1 Reply Latest reply on Feb 21, 2008 10:48 PM by michael.chu

    Multi GPU  Cluster stream computing

      Multi GPU Cluster stream computing

      Hi all
      I have a question;
      Is better have many gpu on a single matherboard to make parallel calculation or to have distributed node using a Gigabit Lan for each motherboard with a pciX GPU and using MPICH2 or LAM MPI message passing inteface programs ?
      I have seen on AMD stream computing web page a PDF documentation
      about a program called PGI compiler wich support LAM MPI and MPICH2 and cal/brook+
      GPU programming libraries. i need more information about this and how to programming with brook+ language on sdk CAL SDK
      where can i find a documentation on the data type of the brook+ langage
      for example int,chat and supported function call ?
        • Multi GPU  Cluster stream computing
          Unfortunately, it isn't that easy to say which one is going to be better. It is somewhat application and dataflow dependent. Do you have a particular application/dataflow you are thinking about?

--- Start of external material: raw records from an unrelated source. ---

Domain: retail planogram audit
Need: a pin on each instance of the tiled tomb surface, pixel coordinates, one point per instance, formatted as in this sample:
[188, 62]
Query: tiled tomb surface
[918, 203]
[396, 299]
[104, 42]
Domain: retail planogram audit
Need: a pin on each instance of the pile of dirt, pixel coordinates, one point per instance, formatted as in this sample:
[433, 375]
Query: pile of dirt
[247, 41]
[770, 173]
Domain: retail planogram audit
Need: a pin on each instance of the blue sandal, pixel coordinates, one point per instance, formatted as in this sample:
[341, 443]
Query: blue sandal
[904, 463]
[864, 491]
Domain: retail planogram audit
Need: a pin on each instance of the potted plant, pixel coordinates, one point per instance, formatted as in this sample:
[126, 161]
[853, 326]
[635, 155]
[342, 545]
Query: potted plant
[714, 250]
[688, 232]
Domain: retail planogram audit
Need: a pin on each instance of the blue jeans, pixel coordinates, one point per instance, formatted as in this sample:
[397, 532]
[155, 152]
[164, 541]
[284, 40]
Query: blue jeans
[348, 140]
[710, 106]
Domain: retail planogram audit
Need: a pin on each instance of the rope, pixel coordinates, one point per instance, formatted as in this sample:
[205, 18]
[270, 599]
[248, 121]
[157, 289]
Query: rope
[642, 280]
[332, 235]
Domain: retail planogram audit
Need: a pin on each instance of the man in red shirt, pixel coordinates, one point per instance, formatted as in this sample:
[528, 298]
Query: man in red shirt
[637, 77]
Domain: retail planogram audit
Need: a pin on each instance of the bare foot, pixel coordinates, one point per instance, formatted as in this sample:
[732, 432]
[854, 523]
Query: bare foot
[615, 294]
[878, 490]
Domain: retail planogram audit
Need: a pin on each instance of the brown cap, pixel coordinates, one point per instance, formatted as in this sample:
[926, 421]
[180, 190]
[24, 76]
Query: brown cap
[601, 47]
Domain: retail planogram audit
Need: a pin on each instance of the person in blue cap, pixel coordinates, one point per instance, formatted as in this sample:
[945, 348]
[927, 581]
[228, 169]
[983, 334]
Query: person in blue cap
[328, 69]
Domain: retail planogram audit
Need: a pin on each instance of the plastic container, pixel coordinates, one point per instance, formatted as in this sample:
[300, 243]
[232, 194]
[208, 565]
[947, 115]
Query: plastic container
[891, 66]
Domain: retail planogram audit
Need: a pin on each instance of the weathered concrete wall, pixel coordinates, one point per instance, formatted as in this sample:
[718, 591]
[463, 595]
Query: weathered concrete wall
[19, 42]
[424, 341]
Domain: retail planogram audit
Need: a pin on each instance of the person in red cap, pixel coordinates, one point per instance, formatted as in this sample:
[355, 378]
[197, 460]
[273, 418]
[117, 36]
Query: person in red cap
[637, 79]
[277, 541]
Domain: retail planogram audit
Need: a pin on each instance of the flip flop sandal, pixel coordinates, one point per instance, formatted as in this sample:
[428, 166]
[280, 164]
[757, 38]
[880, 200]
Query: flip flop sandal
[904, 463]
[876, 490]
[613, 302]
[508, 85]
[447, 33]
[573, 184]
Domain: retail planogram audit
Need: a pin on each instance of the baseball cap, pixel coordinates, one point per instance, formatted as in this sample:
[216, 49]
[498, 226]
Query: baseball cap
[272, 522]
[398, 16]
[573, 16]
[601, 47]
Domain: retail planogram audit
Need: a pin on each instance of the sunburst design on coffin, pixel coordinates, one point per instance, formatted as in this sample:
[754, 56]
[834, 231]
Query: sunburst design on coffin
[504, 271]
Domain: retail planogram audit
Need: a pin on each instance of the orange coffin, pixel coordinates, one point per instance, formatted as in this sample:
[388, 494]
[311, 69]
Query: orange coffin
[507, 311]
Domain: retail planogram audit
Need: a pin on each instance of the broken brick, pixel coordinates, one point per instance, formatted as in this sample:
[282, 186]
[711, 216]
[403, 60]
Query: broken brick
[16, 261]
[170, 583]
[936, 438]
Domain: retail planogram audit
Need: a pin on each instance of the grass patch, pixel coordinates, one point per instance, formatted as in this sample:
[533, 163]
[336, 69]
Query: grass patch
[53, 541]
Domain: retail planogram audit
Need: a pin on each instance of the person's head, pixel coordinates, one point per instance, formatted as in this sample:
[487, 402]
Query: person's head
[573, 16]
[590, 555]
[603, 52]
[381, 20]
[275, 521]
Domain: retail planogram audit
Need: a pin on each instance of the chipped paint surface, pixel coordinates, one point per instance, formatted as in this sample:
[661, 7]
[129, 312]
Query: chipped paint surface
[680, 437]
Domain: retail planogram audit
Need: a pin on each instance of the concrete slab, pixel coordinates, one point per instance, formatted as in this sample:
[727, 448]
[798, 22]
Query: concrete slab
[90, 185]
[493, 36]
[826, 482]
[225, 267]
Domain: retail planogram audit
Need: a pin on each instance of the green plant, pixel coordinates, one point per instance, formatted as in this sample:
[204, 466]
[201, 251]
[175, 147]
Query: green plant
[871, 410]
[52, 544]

          For example, while using a GigE-linked cluster will mean communication between GPUs on separate nodes will be slower than on a multi-GPU system, it does mean that you have now have a CPU dedicated to processing data and feeding the GPU whereas in a multi-GPU setup, you have a single GPU trying to coordinate and feed data to 2 GPUs (once again, how much effect this has depends on the application). Also, you have to consider that with a cluster, you will end up having multiple disk controllers and disks servicing your application as well. Of course, this only has an effect if you end up needing to come from or go to disk often in your application.

          If what you need to do on the CPU isn't very much (i.e. you aren't reordering data or something else with the CPU) then having a multi-GPU setup will probably allow you to finish your computation faster.

          If you CPU is effectively maxed out trying to feed your GPUs and it is maxed out trying to preprocess data, for example, then having a cluster might be better.

          Once again, depends on the application. If you can let me know what your general dataflow and computation is, it will lead to a more concrete recommendation.

          Have you downloaded the SDK from the website? If so, there are doc directories underneath Brook+ and CAL. We are working on improving the documentation but take a look and let me know if you have any questions.